I'm trying to work a ROW_NUMBER() OVER (PARTITION BY ... ORDER BY ...) on a bigquery script and keep running into the 'exceeded resources' error.
This Table's size is 219.96 GB and Number of rows 1,611,220,127
here's the script:
With cte as (
SELECT
Source,
ROW_NUMBER() OVER (PARTITION BY FirstName, LastName, MiddleName, Address, Address2, City, State, Zip ORDER BY Attom_ID DESC) as rnk
,FirstName, LastName, MiddleName, Gender, Age, DOB, Address, Address2, City, State, Zip, Zip4, TimeZone, Income, HomeValue, Networth, MaritalStatus, IsRenter, HasChildren, CreditRating, Investor, LinesOfCredit, InvestorRealEstate, Traveler, Pets, MailResponder, Charitable, PolicalDonations, PoliticalParty, Attom_ID, GEOID, Score, Score1, Score2, Score3, Score4, Score5, Latitude, Longitude
from `db.ds.tblA`
) select * from cte where rnk = 1
While this is one table, it's a result of a join, where all of the columns PRIOR to ATTOM_ID are from one table and ATTOM_ID, GEOID, and on comes from the second. I believe there's some cartesian-ing in the result set.
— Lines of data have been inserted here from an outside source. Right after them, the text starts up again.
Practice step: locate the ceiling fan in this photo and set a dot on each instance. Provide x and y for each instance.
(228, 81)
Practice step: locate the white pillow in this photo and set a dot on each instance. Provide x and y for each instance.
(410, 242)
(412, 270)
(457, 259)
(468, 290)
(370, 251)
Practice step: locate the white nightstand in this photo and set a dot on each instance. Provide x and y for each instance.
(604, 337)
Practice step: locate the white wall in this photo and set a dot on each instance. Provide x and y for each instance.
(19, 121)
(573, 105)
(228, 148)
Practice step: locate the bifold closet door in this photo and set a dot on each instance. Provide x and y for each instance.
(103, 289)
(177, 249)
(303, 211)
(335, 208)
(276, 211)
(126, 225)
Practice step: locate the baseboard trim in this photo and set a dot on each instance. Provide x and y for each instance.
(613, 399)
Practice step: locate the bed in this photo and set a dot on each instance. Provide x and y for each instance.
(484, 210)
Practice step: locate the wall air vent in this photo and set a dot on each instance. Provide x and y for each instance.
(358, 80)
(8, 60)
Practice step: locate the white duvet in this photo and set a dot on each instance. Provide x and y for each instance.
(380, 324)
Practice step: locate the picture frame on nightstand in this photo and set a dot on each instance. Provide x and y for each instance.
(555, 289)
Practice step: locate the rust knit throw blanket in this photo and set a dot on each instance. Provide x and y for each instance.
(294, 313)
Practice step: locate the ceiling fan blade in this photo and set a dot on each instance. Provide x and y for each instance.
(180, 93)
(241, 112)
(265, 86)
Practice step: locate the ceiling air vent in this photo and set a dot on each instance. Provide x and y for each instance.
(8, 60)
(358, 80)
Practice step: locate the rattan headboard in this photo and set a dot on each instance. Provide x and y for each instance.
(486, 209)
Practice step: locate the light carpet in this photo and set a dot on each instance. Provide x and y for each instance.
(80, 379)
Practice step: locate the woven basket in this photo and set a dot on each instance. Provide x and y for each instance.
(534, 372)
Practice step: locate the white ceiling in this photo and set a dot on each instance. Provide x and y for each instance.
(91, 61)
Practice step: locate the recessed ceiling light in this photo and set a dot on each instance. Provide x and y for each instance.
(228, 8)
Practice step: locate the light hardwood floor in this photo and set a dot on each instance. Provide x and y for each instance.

There are a variety of duplicates in the table, and I'm trying to deduplicate the table. I was afraid of trying GROUP_BY with MAX(ATTOM_ID), because I wanted to make sure I go the correctly associated GEOID and SCORES to come with. I don't want to mix bag it.
The problem is that this particular query is exceeding resources, so I'd like to know if there's any options I have here. Thanks!